Jesus' friends likely grieved deep on Saturday after they buried him. Tears come with life's griefs, betrayals, and pains. Mary Magdalene's tears flowed as her rabbi, Jesus was crucified, died, and buried Matthew 27:55-61 and they probably didn't stop on the Sabbath.
But Hope wasn't dead.
This day, this Great Sabbath, can remind us of Jesus' time in the grave. Our Moravian brothers and sisters in their daily texts highlight this sabbath aspect of the day. It's a day when God seemed silent--but wasn't. Jesus rested in the grave. It's a day when hope looked dead or at least out of reach--but Hope has never been dead or out of reach. There's mystery about what happened after Jesus died. We read in 1st Peter 3:19-20 that Jesus went to reach the souls separated from God. There's mystery any time God seems silent.
We will, like it or not, have to live in the mystery. There are so many reasons why we wait for God some seen and others unseen. In faith we know God is work. If faith we know God is reaching for those we consider unreachable. Our faith is the evidence of things unseen (Hebrews 11:1). Our faith trusts that somehow God has ways to do even the impossible.
Faith in Christ comes clear in the waitings days. These are the days when Jesus and the new covenant look incomplete--but the Good News is that God is working on a way. There has to be room in our personal theology--in our understanding of God--for times when God seems silent. Faith is the simple confidence that God will give us answers in time. Faith trusts that God remains faithful as we pull (see the prodigal's story in Luke 15:11-32 to understand). Faith waits on God's answers of yes, not yet, or sometimes even no. Faith helps us know that's God's not dead even if He's silent for what seems like a long time.
Early on Sunday Mary Magdalene went to anoint Jesus' his body along with another Mary. Easter comes just this way. It's unexpected. New Life comes just like this in the place where people thought death ruled supreme.
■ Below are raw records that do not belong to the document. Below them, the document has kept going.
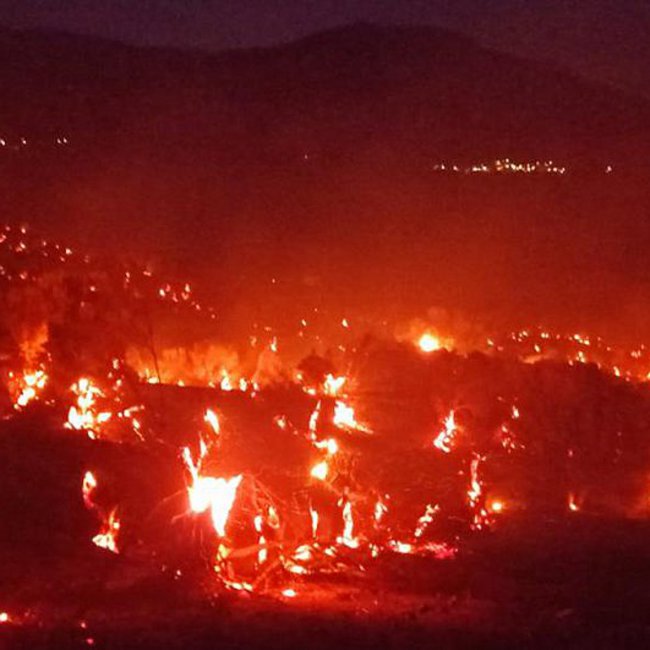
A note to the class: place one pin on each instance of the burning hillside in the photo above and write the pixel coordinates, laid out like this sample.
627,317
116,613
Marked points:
245,468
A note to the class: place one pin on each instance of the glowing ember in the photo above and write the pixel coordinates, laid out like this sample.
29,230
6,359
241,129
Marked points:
426,519
347,538
313,514
332,385
445,438
429,343
84,415
213,420
107,536
28,387
320,471
344,417
497,506
474,493
208,492
573,503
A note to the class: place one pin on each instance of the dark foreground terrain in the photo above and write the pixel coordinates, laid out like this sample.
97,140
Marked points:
575,583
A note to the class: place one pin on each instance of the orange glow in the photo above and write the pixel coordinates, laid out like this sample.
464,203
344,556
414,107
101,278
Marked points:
320,471
497,506
345,418
445,438
213,420
333,385
27,387
84,415
429,343
208,492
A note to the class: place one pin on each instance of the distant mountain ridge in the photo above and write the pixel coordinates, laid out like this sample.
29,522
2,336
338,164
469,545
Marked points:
366,91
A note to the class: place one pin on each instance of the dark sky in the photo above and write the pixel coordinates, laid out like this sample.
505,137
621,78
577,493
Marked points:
608,40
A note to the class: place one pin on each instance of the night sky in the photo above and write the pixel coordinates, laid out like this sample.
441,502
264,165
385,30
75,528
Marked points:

An angle greeted her with news. "He is not here, He has been raised" The Gospel describes these two leaving with fear and joy Matthew 28:8 as the went to share the news with the others. It was then that Jesus met them and told them not fear but to go and tell Matthew 28:9-10.
The wonder of Easter fills us with fear and joy. Meeting the risen Christ casts out ungodly fear and emboldens us to live in faith telling the world the Good News of Jesus with joy.
Peace, John

1 comment:

John Mundinger said...

Thank you, Pr. John, for sharing this message of hope.